Si el Presidente decidiera hacer ajustes en su gabinete, de poco serviría. De hecho, podría resultarle contraproducente en algunos casos. Por ejemplo, si saliera Sánchez Cordero de Gobernación, ¿quien entrara no buscaría ejercer el poder de su despacho y no ser un simple accesorio al que López Obrador hace pasar vergüenzas permanentemente por su desdén y desinterés? O si decidiera elevar a Hugo López-Gatell a la titularidad de la Secretaría de Salud, ¿no distraería a su zar del coronavirus en asuntos burocráticos que puede seguir cumpliendo Alcocer, quien, en lo esencial, es chalán del subsecretario?
Toda la semana ha sido de dudas en Palacio Nacional sobre si se hacen o no los movimientos en el primer nivel del Gobierno, en particular porque no muchos tendrían pista en dónde aterrizar, salvo Sánchez Cordero, que es senadora con licencia. Los ajustes, en todo caso, serían tácticos, en función de aspiraciones electorales –donde no hay muchos prospectos realmente en el gabinete-, y tan son irrelevantes, que para el Presidente le ha resultado innecesario hacerlos, pese a haber pensado hace tiempo en algunos, por ejemplo, en sustituir a la secretaria de Economía, Graciela Márquez, o en aceptarle la renuncia a Romo. Si hubiera relevo en Hacienda, en nada impactaría en la política económica o energética, que es lo mismo que sucedería en todos los casos, salvo en el gabinete de seguridad y en Relaciones Exteriores.

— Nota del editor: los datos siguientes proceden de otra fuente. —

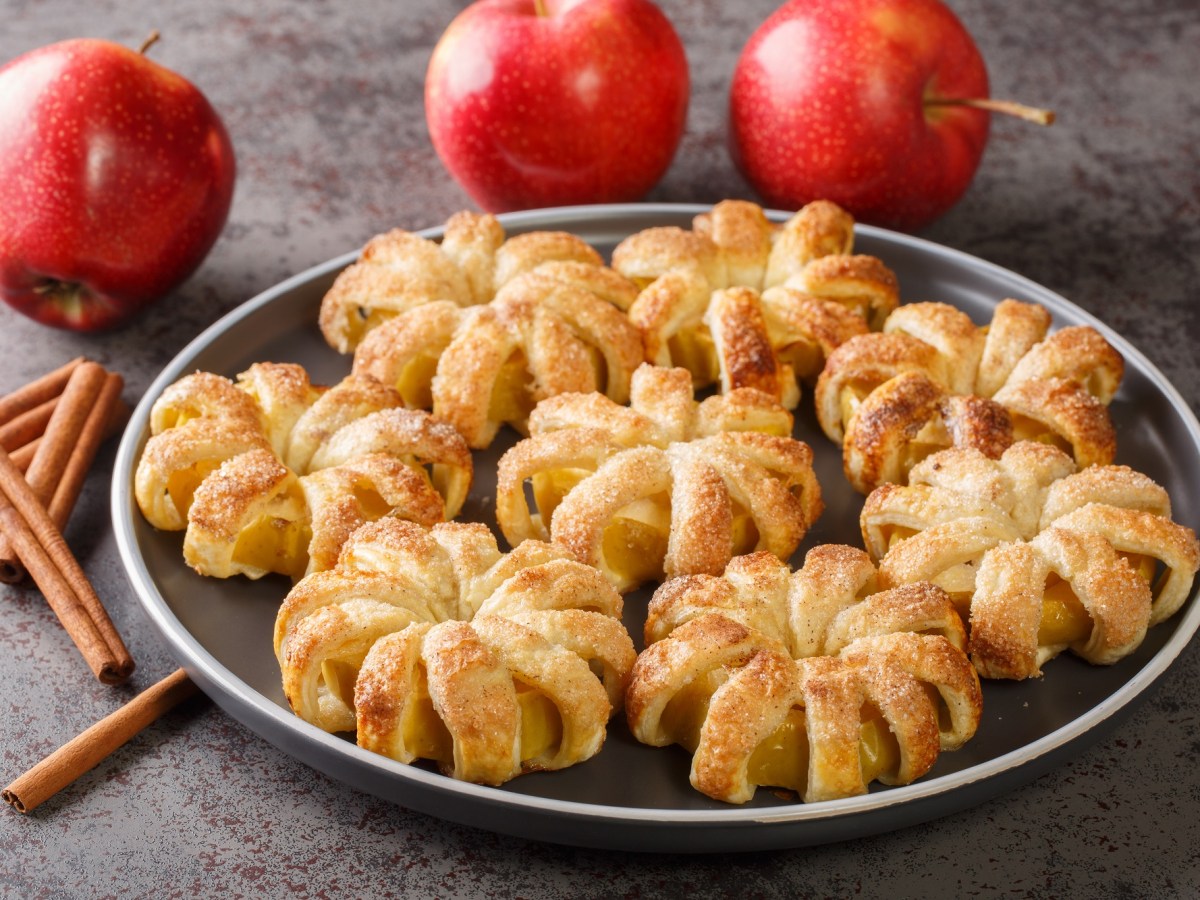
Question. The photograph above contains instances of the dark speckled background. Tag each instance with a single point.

El Presidente no necesita de un ajuste de gabinete, porque no va a cambiar ninguna de las políticas que él mismo trazó e impuso a sus colaboradores. Tampoco necesita refrescar el gabinete, que salvo excepciones, es inexistente ante la opinión pública. Mucho menos aún, relanzará su gobierno. Lo único que mostraría con un ajuste, si lo hay, es cómo redefine él mismo la correlación de fuerzas internas, y a quién castiga y a quién premia. Fuera de eso, nada sustantivo habrá que esperar.